Pero como he indicado al principio de esta reseña,
los datos que se pueden extraer de este tratado del amor sobre aquella Córdoba
y aquella al-Andalus son también magníficos. Nos narra la inestabilidad
política de aquellos días, cargados de luchas por el poder, golpes de estado y guerras
entre distintos reyezuelos como la acaecida entre el señor de Baleares, al-Muwaffaq,
y Jayran, el señor de Almería (de suma importancia porque se conocen muy pocas
referencias más).
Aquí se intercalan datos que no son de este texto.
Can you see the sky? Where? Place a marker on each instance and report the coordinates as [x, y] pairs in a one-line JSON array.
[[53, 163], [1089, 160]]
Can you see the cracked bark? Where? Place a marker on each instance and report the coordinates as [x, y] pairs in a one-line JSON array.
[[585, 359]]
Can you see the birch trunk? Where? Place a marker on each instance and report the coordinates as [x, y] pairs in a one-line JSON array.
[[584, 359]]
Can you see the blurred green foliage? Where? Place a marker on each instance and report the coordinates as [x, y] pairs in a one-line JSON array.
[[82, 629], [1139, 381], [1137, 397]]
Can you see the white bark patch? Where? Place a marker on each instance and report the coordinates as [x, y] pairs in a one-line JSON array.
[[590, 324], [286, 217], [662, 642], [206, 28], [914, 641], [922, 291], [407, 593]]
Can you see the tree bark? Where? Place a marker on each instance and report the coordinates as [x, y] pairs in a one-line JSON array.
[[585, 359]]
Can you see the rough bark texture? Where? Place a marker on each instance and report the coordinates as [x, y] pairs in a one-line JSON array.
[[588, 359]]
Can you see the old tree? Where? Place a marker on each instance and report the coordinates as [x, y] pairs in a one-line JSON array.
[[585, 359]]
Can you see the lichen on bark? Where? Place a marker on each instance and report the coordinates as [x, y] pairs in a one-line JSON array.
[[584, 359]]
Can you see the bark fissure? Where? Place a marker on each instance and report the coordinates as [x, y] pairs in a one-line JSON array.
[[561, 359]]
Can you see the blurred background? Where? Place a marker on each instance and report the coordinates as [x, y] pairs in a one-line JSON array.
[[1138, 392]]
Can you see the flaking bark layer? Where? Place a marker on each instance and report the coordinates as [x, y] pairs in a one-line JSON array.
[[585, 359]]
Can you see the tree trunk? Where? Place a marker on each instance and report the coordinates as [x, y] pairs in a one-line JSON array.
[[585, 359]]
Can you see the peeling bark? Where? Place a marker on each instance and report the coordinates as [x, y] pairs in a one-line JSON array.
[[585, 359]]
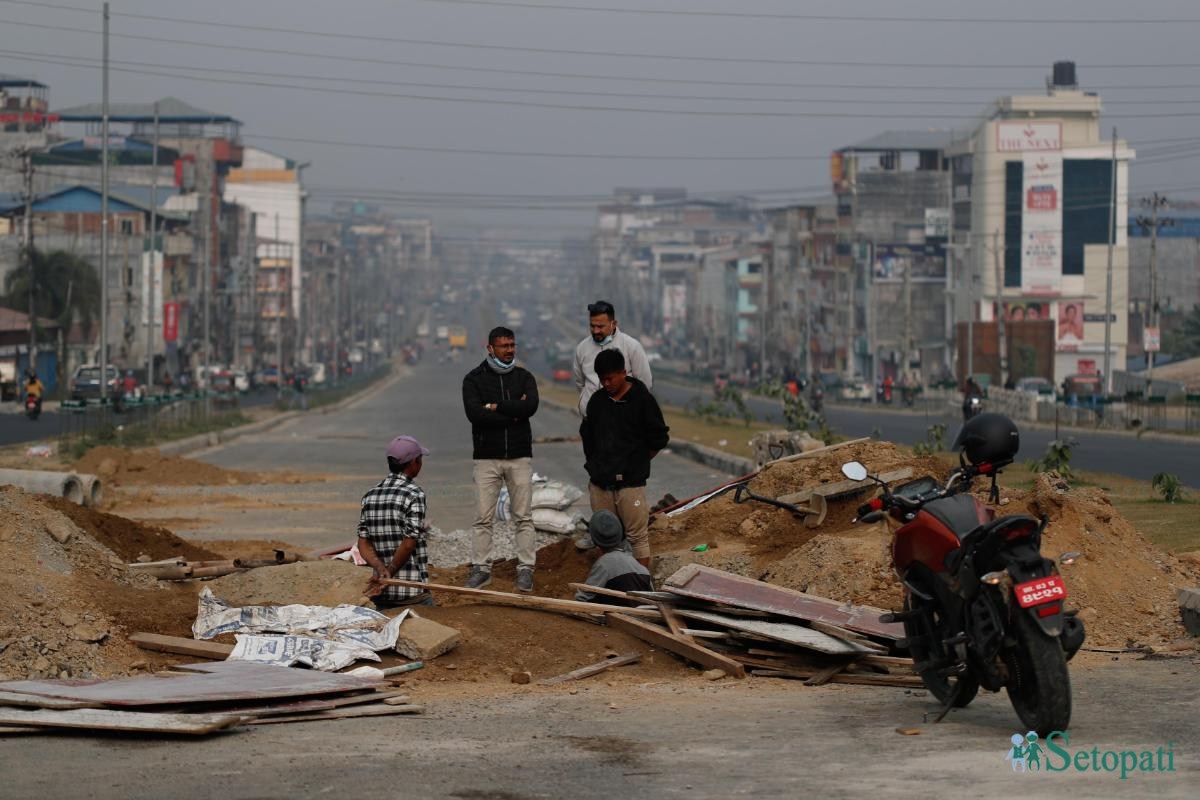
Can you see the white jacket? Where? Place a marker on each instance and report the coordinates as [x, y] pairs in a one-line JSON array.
[[586, 353]]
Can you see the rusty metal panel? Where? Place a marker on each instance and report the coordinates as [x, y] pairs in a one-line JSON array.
[[221, 681], [719, 587]]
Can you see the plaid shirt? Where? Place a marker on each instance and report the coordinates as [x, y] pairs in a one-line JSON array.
[[391, 512]]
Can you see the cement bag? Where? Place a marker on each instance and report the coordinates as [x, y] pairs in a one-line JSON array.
[[553, 521], [555, 494]]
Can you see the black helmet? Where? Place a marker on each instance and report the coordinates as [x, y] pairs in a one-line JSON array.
[[989, 439]]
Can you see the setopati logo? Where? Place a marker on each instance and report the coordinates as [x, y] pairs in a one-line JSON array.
[[1031, 753]]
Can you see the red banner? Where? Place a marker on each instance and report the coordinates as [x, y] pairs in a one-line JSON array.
[[169, 322]]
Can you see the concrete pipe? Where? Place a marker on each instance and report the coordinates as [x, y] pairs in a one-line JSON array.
[[93, 491], [63, 485]]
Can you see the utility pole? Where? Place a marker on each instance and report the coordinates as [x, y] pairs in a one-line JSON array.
[[1152, 223], [103, 221], [150, 299], [27, 232], [1108, 281], [1001, 340]]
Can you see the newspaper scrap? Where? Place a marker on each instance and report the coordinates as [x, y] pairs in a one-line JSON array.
[[289, 650], [318, 636]]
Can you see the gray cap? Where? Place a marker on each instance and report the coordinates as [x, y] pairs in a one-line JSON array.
[[606, 529]]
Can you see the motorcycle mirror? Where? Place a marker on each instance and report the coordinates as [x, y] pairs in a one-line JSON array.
[[853, 470]]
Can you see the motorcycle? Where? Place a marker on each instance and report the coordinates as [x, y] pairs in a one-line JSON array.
[[983, 607]]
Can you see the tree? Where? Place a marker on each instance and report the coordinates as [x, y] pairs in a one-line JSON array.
[[66, 289], [1185, 342]]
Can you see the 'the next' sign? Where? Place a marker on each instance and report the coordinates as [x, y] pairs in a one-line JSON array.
[[1027, 136]]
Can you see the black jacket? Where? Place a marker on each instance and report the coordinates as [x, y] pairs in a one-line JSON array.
[[619, 435], [503, 433]]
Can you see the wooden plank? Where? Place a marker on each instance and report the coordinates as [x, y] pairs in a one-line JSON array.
[[221, 681], [181, 645], [819, 451], [381, 710], [666, 641], [522, 601], [37, 702], [123, 721], [844, 488], [593, 669], [786, 632], [717, 585]]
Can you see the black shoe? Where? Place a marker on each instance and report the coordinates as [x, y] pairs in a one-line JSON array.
[[479, 577], [525, 578]]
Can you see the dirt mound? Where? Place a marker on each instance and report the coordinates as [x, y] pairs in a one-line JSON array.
[[497, 642], [126, 537], [1123, 585], [311, 583], [123, 467], [69, 603]]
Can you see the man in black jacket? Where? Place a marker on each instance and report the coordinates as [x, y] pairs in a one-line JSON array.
[[499, 397], [622, 432]]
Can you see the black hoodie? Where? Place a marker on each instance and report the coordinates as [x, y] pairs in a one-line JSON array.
[[503, 433], [619, 437]]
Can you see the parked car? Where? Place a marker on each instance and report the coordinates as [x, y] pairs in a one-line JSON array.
[[85, 382]]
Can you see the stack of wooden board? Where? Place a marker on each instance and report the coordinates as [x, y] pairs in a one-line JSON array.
[[725, 621], [199, 699]]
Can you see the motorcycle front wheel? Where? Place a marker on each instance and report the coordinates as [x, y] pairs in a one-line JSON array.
[[925, 635], [1038, 684]]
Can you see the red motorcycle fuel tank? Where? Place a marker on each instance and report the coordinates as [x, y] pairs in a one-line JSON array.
[[928, 539]]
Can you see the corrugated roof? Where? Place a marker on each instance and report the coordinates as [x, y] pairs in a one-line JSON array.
[[171, 109], [907, 140]]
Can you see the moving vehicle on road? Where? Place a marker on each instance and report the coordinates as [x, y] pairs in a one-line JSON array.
[[983, 607]]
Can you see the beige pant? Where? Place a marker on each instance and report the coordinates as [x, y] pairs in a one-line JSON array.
[[629, 505], [490, 475]]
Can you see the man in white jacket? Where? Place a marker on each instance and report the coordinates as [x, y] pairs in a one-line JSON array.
[[605, 336]]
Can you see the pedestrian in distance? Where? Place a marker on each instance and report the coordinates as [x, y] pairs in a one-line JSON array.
[[622, 432], [605, 336], [498, 398], [616, 569], [391, 528]]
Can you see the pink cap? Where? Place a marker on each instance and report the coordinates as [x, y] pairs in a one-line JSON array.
[[405, 449]]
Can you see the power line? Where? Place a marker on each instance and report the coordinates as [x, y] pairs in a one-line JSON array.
[[827, 18]]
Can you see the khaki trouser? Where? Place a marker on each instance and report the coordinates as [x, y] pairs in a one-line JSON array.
[[490, 475], [629, 505]]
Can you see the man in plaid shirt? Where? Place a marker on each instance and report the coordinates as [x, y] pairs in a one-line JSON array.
[[391, 528]]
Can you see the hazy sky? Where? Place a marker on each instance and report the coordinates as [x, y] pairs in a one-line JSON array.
[[952, 92]]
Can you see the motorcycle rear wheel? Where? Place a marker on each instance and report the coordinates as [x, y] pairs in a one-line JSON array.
[[1038, 683], [925, 635]]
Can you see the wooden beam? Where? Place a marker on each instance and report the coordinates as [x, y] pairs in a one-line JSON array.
[[183, 647], [666, 641], [523, 601], [593, 669]]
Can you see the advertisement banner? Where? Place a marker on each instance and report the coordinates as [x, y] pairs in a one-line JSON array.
[[1071, 325], [1029, 137], [169, 322], [1042, 223]]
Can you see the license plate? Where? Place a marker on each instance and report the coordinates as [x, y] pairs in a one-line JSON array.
[[1039, 590]]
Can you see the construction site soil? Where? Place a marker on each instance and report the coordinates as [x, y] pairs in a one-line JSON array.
[[70, 603]]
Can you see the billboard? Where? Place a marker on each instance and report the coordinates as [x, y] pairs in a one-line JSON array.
[[1029, 137], [924, 263], [1071, 325], [1042, 223]]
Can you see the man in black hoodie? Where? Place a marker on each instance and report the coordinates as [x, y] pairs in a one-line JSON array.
[[499, 397], [622, 432]]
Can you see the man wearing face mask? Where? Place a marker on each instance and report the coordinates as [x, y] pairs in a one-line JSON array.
[[499, 397], [605, 336]]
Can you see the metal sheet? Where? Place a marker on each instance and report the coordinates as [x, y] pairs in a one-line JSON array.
[[715, 585], [215, 683]]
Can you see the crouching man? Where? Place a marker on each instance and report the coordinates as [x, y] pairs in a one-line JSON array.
[[616, 569]]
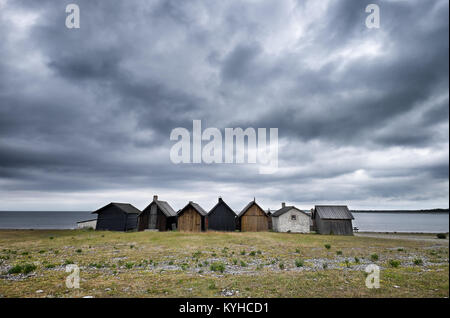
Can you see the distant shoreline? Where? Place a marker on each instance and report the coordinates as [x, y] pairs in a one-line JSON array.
[[402, 211], [353, 211]]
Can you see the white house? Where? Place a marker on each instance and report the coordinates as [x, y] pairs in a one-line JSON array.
[[290, 219], [87, 224]]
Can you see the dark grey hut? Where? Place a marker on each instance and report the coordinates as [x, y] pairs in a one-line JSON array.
[[222, 217], [332, 219], [158, 215], [117, 217], [253, 218], [192, 218]]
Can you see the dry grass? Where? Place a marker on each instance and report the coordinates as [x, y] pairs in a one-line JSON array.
[[174, 264]]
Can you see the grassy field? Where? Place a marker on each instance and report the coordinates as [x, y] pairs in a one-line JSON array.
[[215, 264]]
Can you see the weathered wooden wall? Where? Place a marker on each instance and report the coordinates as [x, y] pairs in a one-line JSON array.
[[114, 219], [190, 221], [160, 222], [254, 220], [336, 227], [222, 219]]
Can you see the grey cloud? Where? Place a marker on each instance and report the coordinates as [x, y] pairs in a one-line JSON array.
[[91, 110]]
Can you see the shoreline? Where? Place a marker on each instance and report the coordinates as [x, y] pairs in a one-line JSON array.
[[359, 232]]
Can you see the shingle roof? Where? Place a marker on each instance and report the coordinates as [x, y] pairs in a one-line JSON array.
[[125, 207], [334, 212], [286, 209], [197, 207], [223, 202], [166, 208], [248, 207]]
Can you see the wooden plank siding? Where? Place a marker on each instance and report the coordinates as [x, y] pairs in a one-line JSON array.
[[190, 221], [254, 220]]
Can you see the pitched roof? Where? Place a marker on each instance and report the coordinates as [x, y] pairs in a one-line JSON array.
[[196, 207], [223, 202], [164, 206], [125, 207], [248, 207], [286, 209], [334, 212]]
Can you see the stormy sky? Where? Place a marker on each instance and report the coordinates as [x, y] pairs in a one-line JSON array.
[[86, 114]]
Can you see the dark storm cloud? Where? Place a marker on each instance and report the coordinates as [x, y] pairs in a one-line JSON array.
[[362, 113]]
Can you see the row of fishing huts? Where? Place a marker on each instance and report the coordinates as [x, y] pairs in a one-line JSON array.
[[159, 215]]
Nos sirve de “callejero” por la urbe andalusí, refiriéndose a
lugares como la Puerta de los Drogueros de Córdoba, lugar de reunión de las
mujeres, los jardines de los Banu Marwān donde están sus tumbas, el Arrabal
tras el puente, la mezquita de Masrūr, el cementerio de Bab Amir, el barrio de
la Ruṣāfa, el palacio de al-Zāhira, el barrio de Balat Mugit y el de Gadir Ibn
al-Sammas, el lugar de crucifixión en la pradera junto al Guadalquivir o la
mezquita de al-Qamarī, “en la parte a poniente de Córdoba”. También nos aporta
interesantes datos sociales como la existencia de una ronda nocturna en
Córdoba, ciertas referencias a los mutazilíes de al-Andalus, el estudio de
poesía preislámica en la Mezquita Aljama, la epidemia de peste de 1011 o los
gustos sexuales de los califas omeyas, siendo las rubias sus preferidas.